Пятьсот девятый взглянул на него. Он до сих пор так и не сказал Бухеру, что отец его погиб и как он погиб. Не к спеху, скажет при освобождении. Тогда Бухеру легче это будет вынести. Ничего, он еще молодой, и он единственный из лагеря не один. Всему свое время.
– Да как же это мы отсюда выйдем, не представляю, – вздохнул Мейерхоф. – Я уже шесть лет в зоне.
– А я двенадцать, – сказал Бергер.
– Двенадцать? Ты, наверно, политикой занимался?
– Да нет. Просто с двадцать восьмого по тридцать второй был лечащим врачом у одного нациста, который потом стал группенфюрером. Он ко мне просто на прием пришел, а я направил его к специалисту, моему приятелю. Он и зашел-то ко мне только потому, что мы в одном доме жили. По соседству, ему удобно.
– И из-за этого он тебя посадил?
– Ну да. У него был сифилис.
– А твой приятель-специалист что же?
– Того он вообще подвел под расстрел. Я-то сам делал вид, что понятия не имею, какая у него болезнь, все твердил, что это простудное, должно быть, еще с той войны. Но на всякий случай он и меня упрятал за решетку.
– А вот ты выйдешь и узнаешь, что он еще жив, что тогда?
Бергер задумался.
– Не знаю.
– Я бы его сей же миг порешил! – заявил Майерхоф.
– Чтобы снова в тюрьму угодить, да? – съязвил Лебенталь. – За убийство-то. Еще годков на десять, а то и на двадцать.
– А ты, Лео, чем займешься, когда выйдешь на волю? – спросил пятьсот девятый.
– Открою магазин верхней одежды. Добротные, хорошие пальто. Готовые модели и полуфабрикаты.
– Пальто? Летом? Лео, ведь это летом будет!
– Бывают и летние пальто. Могу и костюмы заодно продавать. И плащи, конечно.

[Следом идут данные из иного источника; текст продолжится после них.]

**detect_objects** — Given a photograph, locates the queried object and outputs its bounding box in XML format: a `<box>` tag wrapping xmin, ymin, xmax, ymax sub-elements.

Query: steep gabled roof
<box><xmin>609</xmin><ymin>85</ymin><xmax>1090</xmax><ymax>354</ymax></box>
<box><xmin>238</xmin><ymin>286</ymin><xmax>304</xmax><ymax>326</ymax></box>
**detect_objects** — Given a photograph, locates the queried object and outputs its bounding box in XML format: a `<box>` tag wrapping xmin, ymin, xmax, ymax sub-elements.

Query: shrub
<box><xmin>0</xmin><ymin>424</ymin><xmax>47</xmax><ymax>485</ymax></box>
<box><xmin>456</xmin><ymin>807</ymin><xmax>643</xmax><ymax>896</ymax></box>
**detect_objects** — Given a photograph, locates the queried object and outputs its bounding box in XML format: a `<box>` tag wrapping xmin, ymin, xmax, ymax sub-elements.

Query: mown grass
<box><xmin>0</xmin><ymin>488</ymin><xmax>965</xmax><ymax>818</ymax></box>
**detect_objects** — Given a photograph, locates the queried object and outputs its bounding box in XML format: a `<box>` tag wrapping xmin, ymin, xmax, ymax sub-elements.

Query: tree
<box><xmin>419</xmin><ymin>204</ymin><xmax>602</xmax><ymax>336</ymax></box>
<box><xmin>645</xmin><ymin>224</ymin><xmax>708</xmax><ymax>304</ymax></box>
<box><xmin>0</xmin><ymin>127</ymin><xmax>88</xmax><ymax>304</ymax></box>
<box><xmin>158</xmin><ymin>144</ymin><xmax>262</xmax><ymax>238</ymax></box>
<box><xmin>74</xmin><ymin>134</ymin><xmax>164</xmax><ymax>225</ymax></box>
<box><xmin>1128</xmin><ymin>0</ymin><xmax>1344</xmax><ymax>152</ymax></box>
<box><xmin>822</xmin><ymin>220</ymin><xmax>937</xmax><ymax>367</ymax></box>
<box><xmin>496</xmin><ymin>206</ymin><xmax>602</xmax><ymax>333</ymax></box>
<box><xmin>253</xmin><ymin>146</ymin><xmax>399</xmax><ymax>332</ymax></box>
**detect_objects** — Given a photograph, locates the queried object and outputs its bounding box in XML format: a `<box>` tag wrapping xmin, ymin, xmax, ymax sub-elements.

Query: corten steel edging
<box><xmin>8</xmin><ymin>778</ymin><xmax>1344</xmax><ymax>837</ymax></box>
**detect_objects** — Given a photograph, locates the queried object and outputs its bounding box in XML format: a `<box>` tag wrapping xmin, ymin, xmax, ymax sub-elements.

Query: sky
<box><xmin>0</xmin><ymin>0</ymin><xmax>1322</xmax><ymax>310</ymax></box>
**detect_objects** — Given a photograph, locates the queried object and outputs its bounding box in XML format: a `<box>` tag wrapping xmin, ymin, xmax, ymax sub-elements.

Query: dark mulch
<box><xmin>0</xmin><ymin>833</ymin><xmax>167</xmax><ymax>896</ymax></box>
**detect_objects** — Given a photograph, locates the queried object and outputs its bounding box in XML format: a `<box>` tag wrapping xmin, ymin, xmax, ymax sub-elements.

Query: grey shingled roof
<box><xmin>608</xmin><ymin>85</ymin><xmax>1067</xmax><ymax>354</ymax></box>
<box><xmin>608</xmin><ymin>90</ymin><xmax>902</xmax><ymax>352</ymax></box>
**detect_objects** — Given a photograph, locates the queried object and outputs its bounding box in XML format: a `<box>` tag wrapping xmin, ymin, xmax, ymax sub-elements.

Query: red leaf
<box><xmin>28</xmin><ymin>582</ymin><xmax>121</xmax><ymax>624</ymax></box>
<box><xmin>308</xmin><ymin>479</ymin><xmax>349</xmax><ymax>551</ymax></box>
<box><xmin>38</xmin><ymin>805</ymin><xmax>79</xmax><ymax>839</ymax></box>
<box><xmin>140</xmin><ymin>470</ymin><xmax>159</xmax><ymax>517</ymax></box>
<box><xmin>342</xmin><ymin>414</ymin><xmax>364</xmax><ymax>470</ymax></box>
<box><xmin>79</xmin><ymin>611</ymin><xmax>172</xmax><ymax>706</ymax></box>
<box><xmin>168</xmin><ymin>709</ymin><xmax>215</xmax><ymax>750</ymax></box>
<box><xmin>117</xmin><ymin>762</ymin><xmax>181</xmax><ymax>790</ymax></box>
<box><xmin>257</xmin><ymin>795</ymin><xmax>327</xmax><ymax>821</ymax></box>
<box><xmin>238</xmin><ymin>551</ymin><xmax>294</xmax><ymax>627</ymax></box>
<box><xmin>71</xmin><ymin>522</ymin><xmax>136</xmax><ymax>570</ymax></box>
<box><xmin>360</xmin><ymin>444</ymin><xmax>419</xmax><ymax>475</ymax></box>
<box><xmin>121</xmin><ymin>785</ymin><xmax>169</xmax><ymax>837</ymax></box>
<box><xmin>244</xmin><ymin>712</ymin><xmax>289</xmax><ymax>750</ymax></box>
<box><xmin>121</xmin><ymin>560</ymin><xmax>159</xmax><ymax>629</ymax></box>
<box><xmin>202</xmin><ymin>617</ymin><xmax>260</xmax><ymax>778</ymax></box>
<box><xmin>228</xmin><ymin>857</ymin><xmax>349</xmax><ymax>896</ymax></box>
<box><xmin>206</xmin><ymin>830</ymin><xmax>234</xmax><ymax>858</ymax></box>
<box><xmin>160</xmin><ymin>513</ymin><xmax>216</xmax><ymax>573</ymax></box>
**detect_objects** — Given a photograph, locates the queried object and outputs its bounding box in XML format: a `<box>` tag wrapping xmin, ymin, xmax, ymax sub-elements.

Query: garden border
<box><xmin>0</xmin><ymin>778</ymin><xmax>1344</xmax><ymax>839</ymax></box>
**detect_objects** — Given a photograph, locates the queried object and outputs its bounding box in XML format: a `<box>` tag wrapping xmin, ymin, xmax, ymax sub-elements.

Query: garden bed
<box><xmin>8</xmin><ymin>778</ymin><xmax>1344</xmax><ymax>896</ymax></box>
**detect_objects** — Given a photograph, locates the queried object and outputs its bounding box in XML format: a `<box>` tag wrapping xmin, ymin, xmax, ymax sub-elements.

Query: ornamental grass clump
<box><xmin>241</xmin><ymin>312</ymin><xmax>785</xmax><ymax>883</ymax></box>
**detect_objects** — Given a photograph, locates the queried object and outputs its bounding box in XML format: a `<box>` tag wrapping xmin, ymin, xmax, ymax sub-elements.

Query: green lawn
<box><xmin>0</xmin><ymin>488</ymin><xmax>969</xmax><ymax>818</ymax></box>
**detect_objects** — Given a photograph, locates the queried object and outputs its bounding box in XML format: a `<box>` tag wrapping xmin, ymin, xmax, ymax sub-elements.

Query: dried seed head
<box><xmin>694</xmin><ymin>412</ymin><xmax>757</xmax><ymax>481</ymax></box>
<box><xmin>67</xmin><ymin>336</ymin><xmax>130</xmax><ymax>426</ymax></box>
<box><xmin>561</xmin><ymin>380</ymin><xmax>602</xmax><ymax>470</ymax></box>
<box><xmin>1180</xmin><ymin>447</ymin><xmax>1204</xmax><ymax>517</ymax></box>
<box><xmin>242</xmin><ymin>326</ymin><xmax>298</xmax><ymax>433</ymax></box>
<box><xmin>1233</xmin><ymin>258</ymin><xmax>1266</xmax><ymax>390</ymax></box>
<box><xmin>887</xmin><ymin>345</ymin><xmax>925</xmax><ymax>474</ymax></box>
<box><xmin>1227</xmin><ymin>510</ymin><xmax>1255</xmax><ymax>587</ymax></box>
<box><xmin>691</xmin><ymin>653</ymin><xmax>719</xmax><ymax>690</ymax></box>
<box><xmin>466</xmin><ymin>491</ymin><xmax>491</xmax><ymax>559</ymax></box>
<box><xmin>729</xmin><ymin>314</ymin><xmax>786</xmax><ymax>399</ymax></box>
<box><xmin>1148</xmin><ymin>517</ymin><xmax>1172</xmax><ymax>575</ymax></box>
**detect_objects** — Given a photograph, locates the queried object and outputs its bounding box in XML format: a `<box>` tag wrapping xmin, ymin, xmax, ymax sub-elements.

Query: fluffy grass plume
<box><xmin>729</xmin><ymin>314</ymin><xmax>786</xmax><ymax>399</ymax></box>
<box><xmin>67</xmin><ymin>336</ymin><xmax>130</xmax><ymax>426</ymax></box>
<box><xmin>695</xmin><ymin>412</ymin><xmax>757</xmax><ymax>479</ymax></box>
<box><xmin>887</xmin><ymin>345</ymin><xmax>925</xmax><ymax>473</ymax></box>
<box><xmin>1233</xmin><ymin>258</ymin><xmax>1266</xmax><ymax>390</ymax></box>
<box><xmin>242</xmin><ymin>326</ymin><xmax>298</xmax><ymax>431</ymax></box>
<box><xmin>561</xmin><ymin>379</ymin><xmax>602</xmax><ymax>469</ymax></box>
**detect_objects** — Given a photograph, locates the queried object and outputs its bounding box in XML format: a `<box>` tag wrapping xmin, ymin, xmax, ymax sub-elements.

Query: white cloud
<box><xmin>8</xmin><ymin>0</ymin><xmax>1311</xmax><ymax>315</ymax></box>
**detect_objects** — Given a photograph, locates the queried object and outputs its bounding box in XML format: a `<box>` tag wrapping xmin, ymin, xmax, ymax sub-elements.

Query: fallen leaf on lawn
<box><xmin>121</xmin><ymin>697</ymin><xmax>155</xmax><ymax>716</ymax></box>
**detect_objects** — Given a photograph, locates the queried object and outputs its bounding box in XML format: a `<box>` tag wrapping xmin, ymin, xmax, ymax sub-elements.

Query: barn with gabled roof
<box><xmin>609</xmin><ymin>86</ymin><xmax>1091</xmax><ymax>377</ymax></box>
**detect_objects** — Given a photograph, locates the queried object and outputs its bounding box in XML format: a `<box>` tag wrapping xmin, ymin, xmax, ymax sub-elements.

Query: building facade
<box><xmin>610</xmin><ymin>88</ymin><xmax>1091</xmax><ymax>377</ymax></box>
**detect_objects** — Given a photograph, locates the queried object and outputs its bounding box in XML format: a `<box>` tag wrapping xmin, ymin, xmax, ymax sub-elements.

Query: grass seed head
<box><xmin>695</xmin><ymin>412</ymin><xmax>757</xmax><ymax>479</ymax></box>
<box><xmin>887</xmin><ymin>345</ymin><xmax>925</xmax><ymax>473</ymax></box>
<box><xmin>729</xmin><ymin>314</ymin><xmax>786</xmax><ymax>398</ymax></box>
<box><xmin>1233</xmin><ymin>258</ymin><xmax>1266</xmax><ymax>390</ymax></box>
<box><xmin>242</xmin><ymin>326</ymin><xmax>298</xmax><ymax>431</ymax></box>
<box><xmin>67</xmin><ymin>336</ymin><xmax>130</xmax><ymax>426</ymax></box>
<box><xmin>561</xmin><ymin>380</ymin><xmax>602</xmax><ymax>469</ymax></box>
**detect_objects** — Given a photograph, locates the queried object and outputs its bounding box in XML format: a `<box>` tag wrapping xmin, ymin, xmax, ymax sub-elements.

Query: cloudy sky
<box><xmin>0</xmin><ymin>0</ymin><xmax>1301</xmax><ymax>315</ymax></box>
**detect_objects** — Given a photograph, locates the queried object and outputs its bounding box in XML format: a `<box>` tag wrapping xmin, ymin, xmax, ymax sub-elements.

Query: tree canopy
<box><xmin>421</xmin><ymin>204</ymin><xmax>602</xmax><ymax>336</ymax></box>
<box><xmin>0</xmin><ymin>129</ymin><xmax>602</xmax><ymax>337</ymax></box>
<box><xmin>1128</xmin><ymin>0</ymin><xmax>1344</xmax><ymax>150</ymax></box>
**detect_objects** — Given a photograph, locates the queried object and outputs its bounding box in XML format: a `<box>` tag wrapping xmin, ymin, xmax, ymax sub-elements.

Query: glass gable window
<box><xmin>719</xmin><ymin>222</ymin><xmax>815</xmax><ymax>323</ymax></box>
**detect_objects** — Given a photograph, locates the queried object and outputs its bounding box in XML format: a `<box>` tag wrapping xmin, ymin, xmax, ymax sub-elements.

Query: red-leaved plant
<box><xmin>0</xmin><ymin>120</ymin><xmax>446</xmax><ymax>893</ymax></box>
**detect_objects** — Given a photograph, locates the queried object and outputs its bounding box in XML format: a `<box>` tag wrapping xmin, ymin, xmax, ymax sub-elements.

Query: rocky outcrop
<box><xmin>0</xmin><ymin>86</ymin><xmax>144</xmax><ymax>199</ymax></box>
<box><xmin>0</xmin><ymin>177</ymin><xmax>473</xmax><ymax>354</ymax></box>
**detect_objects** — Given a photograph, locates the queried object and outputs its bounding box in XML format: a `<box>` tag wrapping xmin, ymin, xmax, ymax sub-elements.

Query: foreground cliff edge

– Лео, – сказал пятьсот девятый. – Почему бы тебе не остаться на продовольственных товарах? Спрос будет куда больше, чем на пальто, а ты же в этом деле король!
– Ты думаешь? – Лебенталь был явно польщен.
– Ну конечно.
– Может, ты и прав. Я подумаю. Американские продукты, к примеру. Да их с руками будут отрывать! Помните, какое было американское сало после той войны? Толстое, белое, нежное, как марципан, с розовыми…
– Заткнись, Лео! Ты с ума сошел!
– Нет-нет. Мне просто вспомнилось. Интересно, в этот раз они сало будут присылать? Хотя бы для нас?
– Лео, уймись!
– А ты, Бергер, что будешь делать? – спросил Розен.
Бергер отер воспаленные глаза.
– Пойду в обучение к какому-нибудь аптекарю. Попробую, может что и получится. А оперировать – с такими руками? – Руки его, спрятанные под курткой, которую он на себя набросил, непроизвольно сжались в кулаки. – Куда там. Нет, стану аптекарем. А ты?
– Моя жена подала на развод, потому что я еврей. Я ничего о ней не знаю.
– Уж не собираешься ли ты ее разыскивать? – возмутился Майерхоф.
Розен замялся.
– А вдруг ее вынудили? И что ей еще оставалось делать? Я ей сам советовал.
– Может, она за это время такой страхолюдиной стала, что тебе и горевать не придется, – утешил его Лебенталь. – Еще радоваться будешь, что избавился.
– Да ведь и мы не помолодели.
– Да уж. Девять лет. – Зульцбахер закашлялся. – Интересно, что чувствуешь, когда видишь человека после стольких лет?
– Радуйся, если будет кого увидеть.
– После стольких лет, – повторил Зульцбахер. – Небось и не узнать друг друга.